If the matrix $A \in \mathbb{R}^{n \times n}$ is symmetric and positive definite then we can define the improduct $$(x,y)_A = x^T A y$$ and the related $A$-norm $$\left \| x \right \|_A = \sqrt{(x,x)_A} = \sqrt{x^T A x}$$ I guess we can also define the norm of a matrix $X \in \mathbb{R}^{n \times n}$ as $$\left \| X \right \|_A = \sup \left\{{\frac {\|Xx\|_A}{\|x\|_A}}:x\in \mathbb{R}^{n}{\text{ with }}x\neq 0\right\}$$ On the wikipediapage https://en.wikipedia.org/wiki/Matrix_norm there is a written that in some cases, it holds that $$\|AB\| \le \|A\|\|B\| $$ My question: Does this also holds for the $A$-norm that I defined?
kind regards Koen
It holds in even higher generality: If $A \in \mathbb R^{m \times k}$ and $B \in \mathbb R^{k \times n}$, then $AB \in \mathbb R^{m \times n}$ and we have the inequality $$ ||AB|| \leq ||A|| \cdot ||B||.$$ To see this, it suffices to show that for any vector $x \in \mathbb R^n$ with $x \neq 0$ the inequality $$\frac {||ABx||}{||x||} \leq ||A|| \cdot ||B||$$ holds.
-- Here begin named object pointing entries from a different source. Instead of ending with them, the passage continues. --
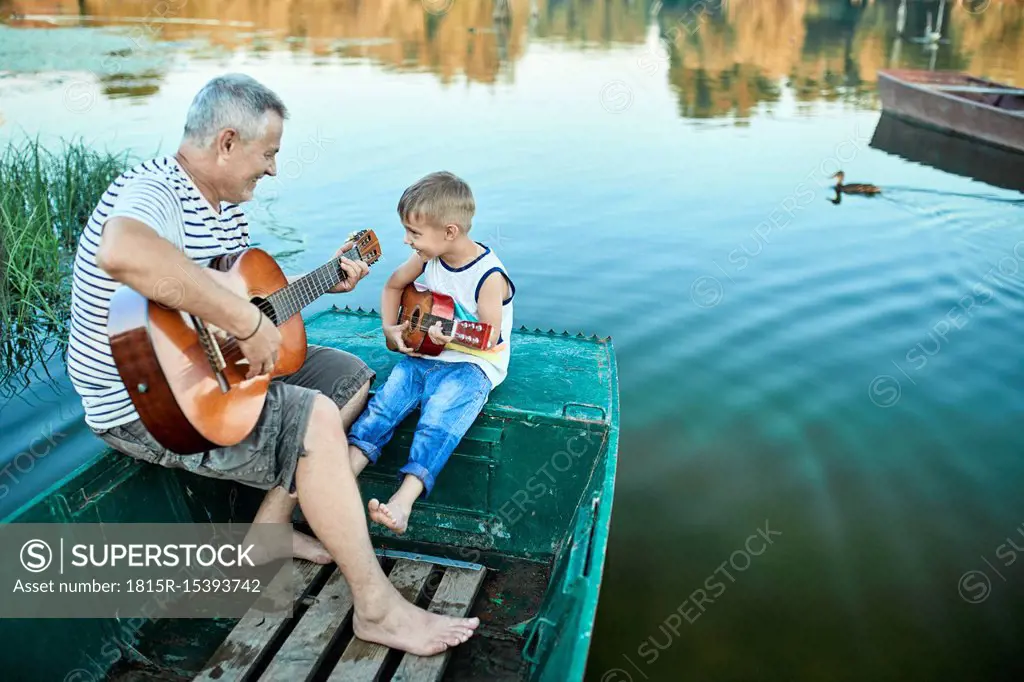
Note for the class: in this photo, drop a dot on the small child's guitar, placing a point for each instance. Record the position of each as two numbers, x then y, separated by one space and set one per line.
423 308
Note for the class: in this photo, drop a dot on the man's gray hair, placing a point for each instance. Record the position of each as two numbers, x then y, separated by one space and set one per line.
232 100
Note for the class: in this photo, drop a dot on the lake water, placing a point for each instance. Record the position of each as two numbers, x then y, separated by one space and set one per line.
821 460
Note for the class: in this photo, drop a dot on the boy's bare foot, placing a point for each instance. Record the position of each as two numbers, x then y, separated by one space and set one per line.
393 515
411 629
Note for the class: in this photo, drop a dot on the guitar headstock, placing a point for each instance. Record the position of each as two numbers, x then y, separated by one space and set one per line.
366 246
471 334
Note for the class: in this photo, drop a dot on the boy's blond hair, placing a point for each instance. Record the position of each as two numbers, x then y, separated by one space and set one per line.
441 198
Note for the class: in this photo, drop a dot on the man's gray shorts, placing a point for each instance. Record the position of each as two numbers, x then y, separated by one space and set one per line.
268 456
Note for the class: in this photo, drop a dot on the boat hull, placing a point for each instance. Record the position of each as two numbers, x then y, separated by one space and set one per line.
912 94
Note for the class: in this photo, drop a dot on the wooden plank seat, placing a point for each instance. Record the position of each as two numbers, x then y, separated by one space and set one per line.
308 643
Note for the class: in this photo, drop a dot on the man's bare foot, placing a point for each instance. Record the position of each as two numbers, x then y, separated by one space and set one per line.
411 629
394 514
310 549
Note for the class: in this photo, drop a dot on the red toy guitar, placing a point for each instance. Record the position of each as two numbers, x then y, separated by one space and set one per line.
423 308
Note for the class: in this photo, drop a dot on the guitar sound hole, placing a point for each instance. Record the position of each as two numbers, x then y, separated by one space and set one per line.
265 307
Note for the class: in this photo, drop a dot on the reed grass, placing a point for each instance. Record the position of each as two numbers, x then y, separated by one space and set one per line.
45 199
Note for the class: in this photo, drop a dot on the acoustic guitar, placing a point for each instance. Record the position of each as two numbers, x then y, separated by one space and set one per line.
187 384
423 308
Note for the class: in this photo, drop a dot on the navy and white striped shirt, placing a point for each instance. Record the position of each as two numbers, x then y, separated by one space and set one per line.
161 195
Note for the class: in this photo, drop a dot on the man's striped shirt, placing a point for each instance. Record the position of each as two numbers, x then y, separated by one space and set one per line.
160 194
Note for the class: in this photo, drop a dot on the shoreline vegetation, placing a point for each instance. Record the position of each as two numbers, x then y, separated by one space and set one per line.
45 199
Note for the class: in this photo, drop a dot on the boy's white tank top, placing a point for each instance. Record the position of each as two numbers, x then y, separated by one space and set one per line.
463 284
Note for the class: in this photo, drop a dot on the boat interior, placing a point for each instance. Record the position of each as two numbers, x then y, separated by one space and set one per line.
515 534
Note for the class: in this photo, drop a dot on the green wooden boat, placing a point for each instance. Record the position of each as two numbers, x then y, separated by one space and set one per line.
515 533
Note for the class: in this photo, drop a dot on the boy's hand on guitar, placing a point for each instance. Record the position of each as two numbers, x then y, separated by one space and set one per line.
353 269
394 340
437 336
261 348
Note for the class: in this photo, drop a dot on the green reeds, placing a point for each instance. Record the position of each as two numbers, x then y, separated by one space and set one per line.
45 199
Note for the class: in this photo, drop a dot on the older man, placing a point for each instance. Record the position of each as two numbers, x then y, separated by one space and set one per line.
155 229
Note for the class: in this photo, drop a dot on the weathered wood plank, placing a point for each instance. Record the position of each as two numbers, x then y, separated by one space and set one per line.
455 597
241 649
364 661
307 643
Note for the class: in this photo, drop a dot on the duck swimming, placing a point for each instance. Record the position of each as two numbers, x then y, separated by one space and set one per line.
854 187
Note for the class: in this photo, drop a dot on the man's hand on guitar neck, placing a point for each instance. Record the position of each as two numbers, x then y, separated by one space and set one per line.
353 269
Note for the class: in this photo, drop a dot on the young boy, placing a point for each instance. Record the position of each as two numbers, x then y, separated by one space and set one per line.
452 387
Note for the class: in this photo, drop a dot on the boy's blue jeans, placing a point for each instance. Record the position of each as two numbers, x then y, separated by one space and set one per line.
452 395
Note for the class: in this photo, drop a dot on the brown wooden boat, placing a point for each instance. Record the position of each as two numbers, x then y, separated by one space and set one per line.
956 102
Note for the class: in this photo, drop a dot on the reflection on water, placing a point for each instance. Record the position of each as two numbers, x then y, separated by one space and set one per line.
723 57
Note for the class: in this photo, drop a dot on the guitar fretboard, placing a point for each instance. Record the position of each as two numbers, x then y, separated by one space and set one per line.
290 299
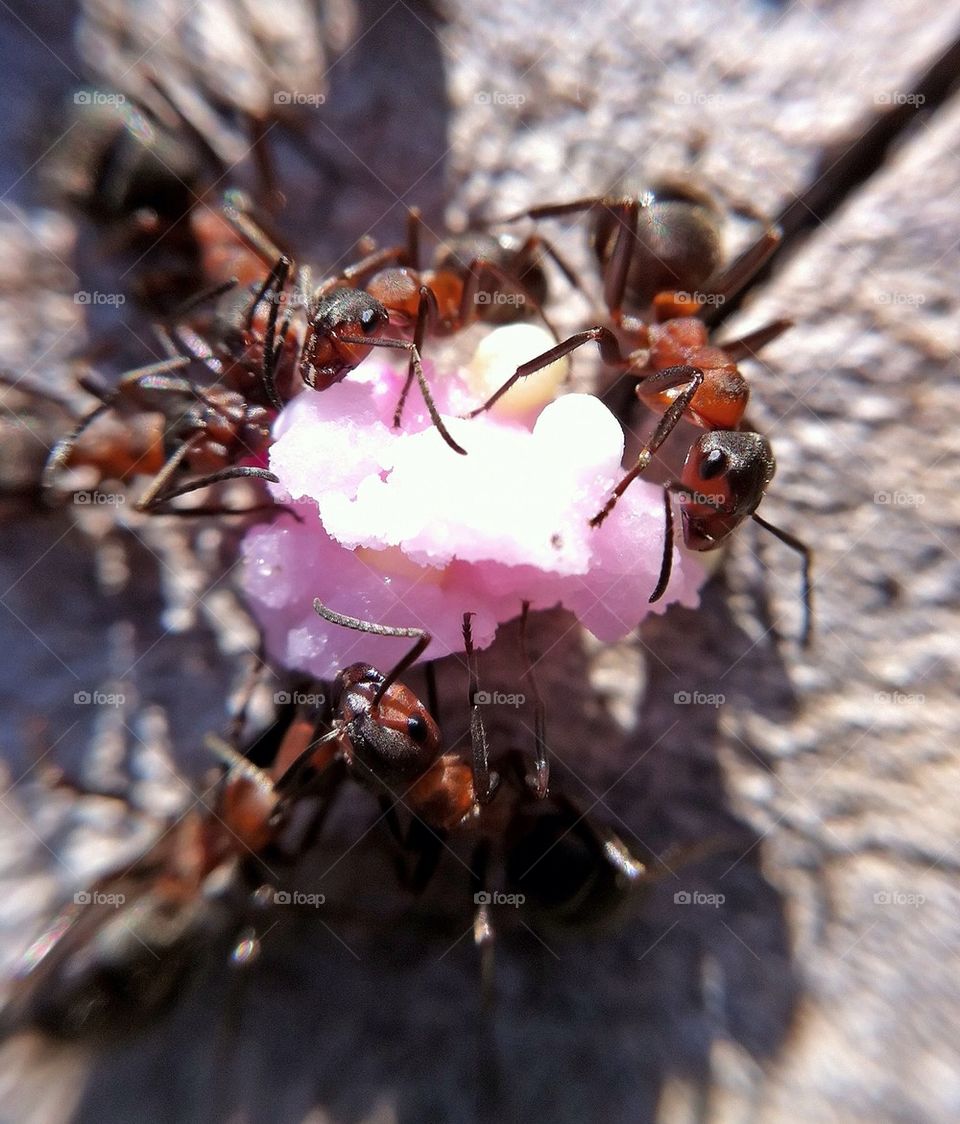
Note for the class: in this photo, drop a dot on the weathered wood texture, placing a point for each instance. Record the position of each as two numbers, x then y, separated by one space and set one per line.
825 985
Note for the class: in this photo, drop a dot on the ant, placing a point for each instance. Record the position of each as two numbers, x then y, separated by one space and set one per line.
386 291
117 955
571 871
680 373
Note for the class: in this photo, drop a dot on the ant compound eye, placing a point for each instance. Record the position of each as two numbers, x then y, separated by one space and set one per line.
714 464
369 320
417 730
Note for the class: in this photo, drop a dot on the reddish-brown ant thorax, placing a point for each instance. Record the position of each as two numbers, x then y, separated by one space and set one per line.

If $Bx = 0 \in \mathbb R^k$, then the left-hand side is zero and the inequality certainly holds. If $Bx \neq 0$, then we can do the following trick $$\frac {||ABx||}{||x||} = \frac {||ABx||}{||Bx||} \cdot \frac{||Bx||}{||x||} \leq ||A|| \cdot ||B||.$$
In fact, the same trick works on bounded endomorphisms between not necessarily finite dimensional Banach spaces.